Gazze’de İslami Cihad Hareketi’nin askeri kanadı durumundaki Kudüs Müfrezeleri’nden birkaç kişiye suikast düzenleyip ardından Gazze’ye saldırmasından sonra işgal rejimine bağlı basın makinesi İslami Direniş Hareketi Hamas ile İslami Cihad Hareketi’nin arasını açmak için var gücüyle çalıştı.
Gazze’de Siyonist saldırılara karşı koymak için direniş grupları tarafından savaşı idare etmek için kurulan ‘Ortak Operasyon Odası’ hakkında birçok yalan ve uydurma haber yayınladı. İslami Cihad Hareketi’nin askeri kanadı Kudüs Müfrezeleri’nin Ortak Operasyon Odası’ndan çekildiğini iddia etti.
İşin üzücü tarafı Filistin Yönetimi’ne bağlı basın yayın organlarının bu konuda Siyonist medya ile yarış içine girmesi, bunun için geniş alanlar açması, uzun uzadıya konuyu işlemesi, Siyonistlerin iddialarını pazarlamak ve güçlendirmek için bazı yazarlarının elini serbest bırakmasıdır. Bütün bunlara karşı Hamas hareketi elindeki enformasyon imkanlarıyla Filistin safına katkı sağladı ve direniş projesini korumayı başardı. Direnişin parçalanmasını ve bölünmesini hedefleyen Siyonist rejimin proje ve planını başarısız kılmak için Hamas hareketi devamlı İslami Cihad Hareketi’nin liderleriyle iletişim içinde oldu.
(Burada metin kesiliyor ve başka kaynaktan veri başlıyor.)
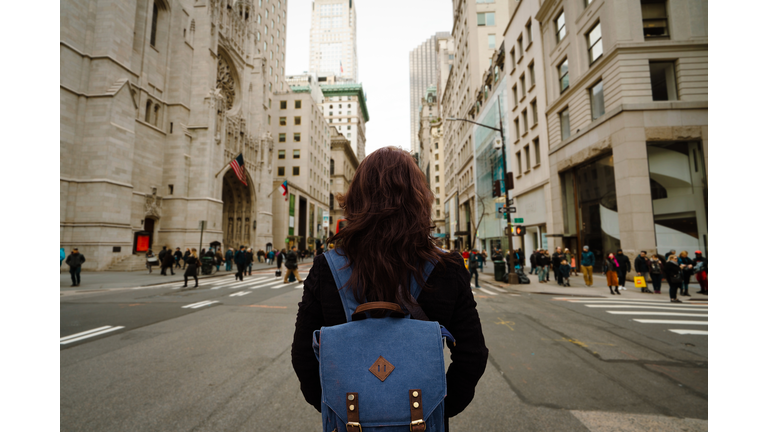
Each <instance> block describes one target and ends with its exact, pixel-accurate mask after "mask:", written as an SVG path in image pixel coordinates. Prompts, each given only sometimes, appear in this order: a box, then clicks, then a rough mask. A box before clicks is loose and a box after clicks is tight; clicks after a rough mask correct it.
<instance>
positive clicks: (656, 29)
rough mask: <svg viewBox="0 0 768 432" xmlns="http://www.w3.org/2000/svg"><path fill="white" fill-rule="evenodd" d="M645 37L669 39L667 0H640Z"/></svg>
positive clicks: (654, 38) (643, 28)
mask: <svg viewBox="0 0 768 432" xmlns="http://www.w3.org/2000/svg"><path fill="white" fill-rule="evenodd" d="M640 8H641V10H642V13H643V34H644V35H645V39H669V27H668V26H667V2H666V0H640Z"/></svg>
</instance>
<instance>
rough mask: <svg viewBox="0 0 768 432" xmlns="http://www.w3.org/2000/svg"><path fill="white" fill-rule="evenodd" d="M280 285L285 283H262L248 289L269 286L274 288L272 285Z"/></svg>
mask: <svg viewBox="0 0 768 432" xmlns="http://www.w3.org/2000/svg"><path fill="white" fill-rule="evenodd" d="M279 283H280V284H281V283H283V281H273V282H267V283H262V284H256V285H254V286H252V287H249V288H248V289H259V288H266V287H268V286H272V285H275V284H279Z"/></svg>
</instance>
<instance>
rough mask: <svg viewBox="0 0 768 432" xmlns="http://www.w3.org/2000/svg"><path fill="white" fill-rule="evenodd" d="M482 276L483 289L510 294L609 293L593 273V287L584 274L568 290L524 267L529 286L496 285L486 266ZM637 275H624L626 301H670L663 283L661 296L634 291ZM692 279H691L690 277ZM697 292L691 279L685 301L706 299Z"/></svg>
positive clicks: (697, 287) (550, 273)
mask: <svg viewBox="0 0 768 432" xmlns="http://www.w3.org/2000/svg"><path fill="white" fill-rule="evenodd" d="M484 270H485V272H484V273H479V274H480V286H481V287H482V286H483V285H484V284H490V285H493V286H496V287H499V288H506V289H508V290H510V291H512V292H515V293H532V294H551V295H565V296H590V297H592V296H599V297H611V293H610V290H609V289H608V284H607V283H606V280H605V276H603V275H602V274H600V273H597V274H595V273H593V274H592V286H591V287H588V286H587V285H586V284H585V283H584V275H583V274H582V273H581V272H579V275H578V276H571V278H570V283H571V286H570V287H562V286H559V285H558V284H557V279H555V277H554V275H553V274H552V271H550V272H549V280H550V281H549V282H546V283H539V277H538V275H536V273H534V274H528V273H529V272H530V271H531V269H530V267H526V269H525V275H526V276H528V279H530V281H531V283H530V284H526V285H522V284H518V285H512V284H506V283H504V282H497V281H495V280H494V279H493V268H492V267H491V268H488V267H487V266H486V267H485V269H484ZM635 275H636V273H634V272H632V273H629V274H627V283H626V284H624V287H625V288H626V290H622V291H621V295H622V296H626V297H627V298H644V299H651V298H652V299H656V300H659V299H662V300H664V299H669V285H668V284H667V283H666V282H663V283H662V285H661V294H648V293H643V292H641V291H640V288H635V283H634V278H635ZM691 279H693V278H691ZM470 283H471V284H472V286H473V287H474V283H475V281H474V278H472V280H471V281H470ZM651 290H653V287H651ZM698 290H699V284H698V283H697V282H696V281H695V279H693V280H692V283H691V284H690V285H689V286H688V294H690V295H691V297H689V298H688V299H690V300H693V299H694V298H696V299H700V300H706V299H707V296H705V295H702V294H696V291H698ZM678 298H680V299H681V300H685V299H686V297H682V298H681V297H679V296H678Z"/></svg>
İslami Cihad Hareketi sorumluluk içinde hareket ederek ta ilk günden beri işgal rejiminin yayınladığı yalan ve uydurma haberleri yalanladı. Başta Genel Sekreteri Ebu Tarık En-Nehhale olmak üzere liderleri açıklamalar yaparak bilgileri sert dille reddettiler. Ebu Tarık yaptığı açıklamada Hamas ve İslami Cihad liderleri arasındaki iletişimin maksimum düzeyde olduğunu ifade etti.
İki hareket liderleri arasında art arda görüşmeler oldu. Farklı düzeylerde gerçekleşen bu toplantılara askeri, siyasi ve güvenlik liderleri de iştirak etti. İki hareketin imzaladığı bildiride çok önemli noktaları paylaştılar. Bana göre bildiride yer alan en önemli noktalar şunlardır:
Bir: “Ortak Operasyon Odası ulusal bir kazanımdır. Özgürlük ve dönüş hakkı sağlanıncaya kadar iki hareket bunu güçlendirmek için çalışacak. Direniş stratejik bir tercih olup bundan asla geri adım atılmayacak. Düşmana karşı verilecek bir karşılık birlikte olacak” ilkesinin vurgulanması.
İki: Direnişi (arkadan) ve iç cephesini de koruyan Gazze’deki hükümete bağlı güvenlik birimini selamlamaları, Batı Yaka için de Filistin Yönetimi’ne çağrıda bulunarak siyasi tutukluları serbest bırakmasını ve direnişçileri takip etmekten vazgeçmesi talebinde bulunmalarıdır.
Üçüncü önemli husus ise içerde ve dışarıda Filistin halkının tümünü temsil edecek Filistin Ulusal Meclisi’nin kuruluşu için çaba göstereceklerini bildirmeleridir.
Bu noktalar iki hareketin politik olmaktan uzak bütüncül bir proje taşıdıklarını gösteriyor. Aynı şekilde bu proje sadece askeri direnişle de sınırlı değildir. Siyonistlerle onunla birlikte hareket edenlerin asıl korktukları da zaten budur.